Atal Pension Yojana (APY) – Maximum monthly pension may raised to Rs 10,000 and the maximum age limit for enrolling in the scheme may be raised to 50 years
The Finance Ministry is considering a proposal to relax the maximum monthly pension paid under the Atal Pension Yojana (APY) to Rs 10,000 and raise the maximum age limit for enrolling in the scheme to 50 years. Presently, the scheme benefiting un-organised sector workers allows enrolments for those aged between 18 and 40. The scheme also provides minimum guaranteed monthly pension of Rs 1,000 to Rs 5,000 from the age of 60. “We have recommenced the finance ministry to increase the age limit and double the maximum guaranteed monthly pension payout. We have also shared the subscription rates and submitted the actuarial valuation report with the government,” said Supratim Bandopadhyay, member (Finance), PFRDA. “We have shared our submissions, but how much financial commitment the government would be able to make is its call.

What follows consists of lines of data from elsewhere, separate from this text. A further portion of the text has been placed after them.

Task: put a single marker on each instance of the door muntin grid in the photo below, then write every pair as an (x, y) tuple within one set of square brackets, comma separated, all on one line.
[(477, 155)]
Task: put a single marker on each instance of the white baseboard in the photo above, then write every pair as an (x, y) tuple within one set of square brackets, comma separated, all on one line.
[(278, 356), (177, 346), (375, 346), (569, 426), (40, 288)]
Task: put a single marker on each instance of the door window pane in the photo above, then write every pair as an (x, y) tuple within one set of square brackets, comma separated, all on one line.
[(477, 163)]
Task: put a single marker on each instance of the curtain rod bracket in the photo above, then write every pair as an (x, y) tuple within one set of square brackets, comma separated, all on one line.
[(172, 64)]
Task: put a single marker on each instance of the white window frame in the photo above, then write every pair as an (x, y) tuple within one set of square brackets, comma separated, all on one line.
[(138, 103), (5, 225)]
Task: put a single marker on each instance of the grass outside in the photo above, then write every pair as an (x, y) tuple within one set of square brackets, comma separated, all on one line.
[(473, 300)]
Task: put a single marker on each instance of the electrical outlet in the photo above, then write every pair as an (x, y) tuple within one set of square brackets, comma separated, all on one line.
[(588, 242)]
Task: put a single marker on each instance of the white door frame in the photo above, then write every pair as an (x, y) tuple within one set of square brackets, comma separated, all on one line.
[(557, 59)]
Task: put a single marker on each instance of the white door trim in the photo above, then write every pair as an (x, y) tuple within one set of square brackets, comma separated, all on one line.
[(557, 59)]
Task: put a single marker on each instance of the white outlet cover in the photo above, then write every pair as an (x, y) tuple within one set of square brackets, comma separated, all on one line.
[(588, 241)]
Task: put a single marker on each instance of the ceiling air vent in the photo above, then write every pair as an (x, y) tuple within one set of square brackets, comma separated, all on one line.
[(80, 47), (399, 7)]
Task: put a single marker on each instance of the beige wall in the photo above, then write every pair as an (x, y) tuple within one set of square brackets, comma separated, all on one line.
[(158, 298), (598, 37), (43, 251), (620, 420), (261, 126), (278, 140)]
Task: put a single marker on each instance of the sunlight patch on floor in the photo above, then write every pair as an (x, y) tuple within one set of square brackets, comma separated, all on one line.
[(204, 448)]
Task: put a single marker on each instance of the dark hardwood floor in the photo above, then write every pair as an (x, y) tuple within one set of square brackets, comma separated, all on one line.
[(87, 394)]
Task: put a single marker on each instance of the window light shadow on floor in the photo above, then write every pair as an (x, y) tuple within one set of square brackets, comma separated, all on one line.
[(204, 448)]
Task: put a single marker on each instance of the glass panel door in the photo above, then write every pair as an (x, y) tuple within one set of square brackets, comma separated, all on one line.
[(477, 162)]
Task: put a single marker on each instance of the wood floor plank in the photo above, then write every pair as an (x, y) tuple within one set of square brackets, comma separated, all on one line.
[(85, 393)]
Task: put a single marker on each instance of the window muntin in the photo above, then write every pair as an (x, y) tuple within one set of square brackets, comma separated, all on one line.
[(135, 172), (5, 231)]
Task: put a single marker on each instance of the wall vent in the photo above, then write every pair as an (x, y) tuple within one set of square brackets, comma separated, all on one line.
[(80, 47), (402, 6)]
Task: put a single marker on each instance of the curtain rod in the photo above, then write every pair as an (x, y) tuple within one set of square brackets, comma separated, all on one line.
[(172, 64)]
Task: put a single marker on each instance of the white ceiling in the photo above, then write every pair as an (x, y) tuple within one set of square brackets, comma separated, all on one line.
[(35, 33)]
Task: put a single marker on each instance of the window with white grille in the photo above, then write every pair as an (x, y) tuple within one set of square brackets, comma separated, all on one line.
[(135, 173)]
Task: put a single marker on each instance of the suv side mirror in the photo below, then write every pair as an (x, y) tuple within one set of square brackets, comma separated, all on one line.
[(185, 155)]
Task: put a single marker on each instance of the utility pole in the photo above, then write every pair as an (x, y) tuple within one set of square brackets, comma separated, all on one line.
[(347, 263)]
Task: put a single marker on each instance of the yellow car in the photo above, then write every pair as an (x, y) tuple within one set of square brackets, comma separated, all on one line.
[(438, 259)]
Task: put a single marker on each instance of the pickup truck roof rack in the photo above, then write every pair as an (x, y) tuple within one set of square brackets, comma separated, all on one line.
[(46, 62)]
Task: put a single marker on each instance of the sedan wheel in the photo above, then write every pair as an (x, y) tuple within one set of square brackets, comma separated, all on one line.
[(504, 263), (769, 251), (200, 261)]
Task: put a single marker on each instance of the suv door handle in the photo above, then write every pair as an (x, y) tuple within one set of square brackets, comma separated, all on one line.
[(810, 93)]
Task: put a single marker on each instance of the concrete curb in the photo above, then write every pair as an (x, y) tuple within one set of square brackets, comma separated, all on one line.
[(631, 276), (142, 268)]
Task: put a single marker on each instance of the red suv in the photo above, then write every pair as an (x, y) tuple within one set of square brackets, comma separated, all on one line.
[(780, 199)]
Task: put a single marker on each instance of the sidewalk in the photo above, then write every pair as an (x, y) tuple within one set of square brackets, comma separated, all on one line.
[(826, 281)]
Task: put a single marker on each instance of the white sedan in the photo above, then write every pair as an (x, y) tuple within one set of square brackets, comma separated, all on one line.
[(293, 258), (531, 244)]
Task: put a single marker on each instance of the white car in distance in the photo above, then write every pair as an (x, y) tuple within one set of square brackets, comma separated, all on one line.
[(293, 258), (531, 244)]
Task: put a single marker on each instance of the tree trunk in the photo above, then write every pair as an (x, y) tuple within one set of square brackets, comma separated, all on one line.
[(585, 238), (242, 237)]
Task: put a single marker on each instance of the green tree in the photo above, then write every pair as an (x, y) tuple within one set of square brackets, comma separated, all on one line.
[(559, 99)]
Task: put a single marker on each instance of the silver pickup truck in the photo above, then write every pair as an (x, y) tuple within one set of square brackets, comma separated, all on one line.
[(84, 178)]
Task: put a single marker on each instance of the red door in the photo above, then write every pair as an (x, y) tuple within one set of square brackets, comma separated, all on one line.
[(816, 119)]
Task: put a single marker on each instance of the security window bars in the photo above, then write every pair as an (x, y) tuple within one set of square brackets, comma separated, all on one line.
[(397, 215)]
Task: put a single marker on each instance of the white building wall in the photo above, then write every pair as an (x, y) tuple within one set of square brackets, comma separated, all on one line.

The PFRDA proposed merging the pension schemes available separately for farmers and shopkeepers with APY to avoid confusion. The APY, a flagship pension scheme of the government to cover the workers in the unorganised sector, has now crossed the 19 million subscription mark, data until Nov end showed. PFRDA aims to increase the subscriber base to 22.5 million by March 2020. The pension regulator had indicated in the past that enrolment of the first 10 million subscribers had taken three years, while it took only 18 months thereafter to double the subscriber base. ET had recently reported that the finance ministry is considering a proposal to allow PFRDA to become the single regulatory authority for all pension products. An announcement to that effect is expected in the upcoming budget. The government is considering doubling the tax benefits currently available under the national pension scheme (NPS) to Rs 1 lakh under Section 80CCD (1b) and making the annuity income tax-free. Currently, the annuity received is taxable in the year of receipt.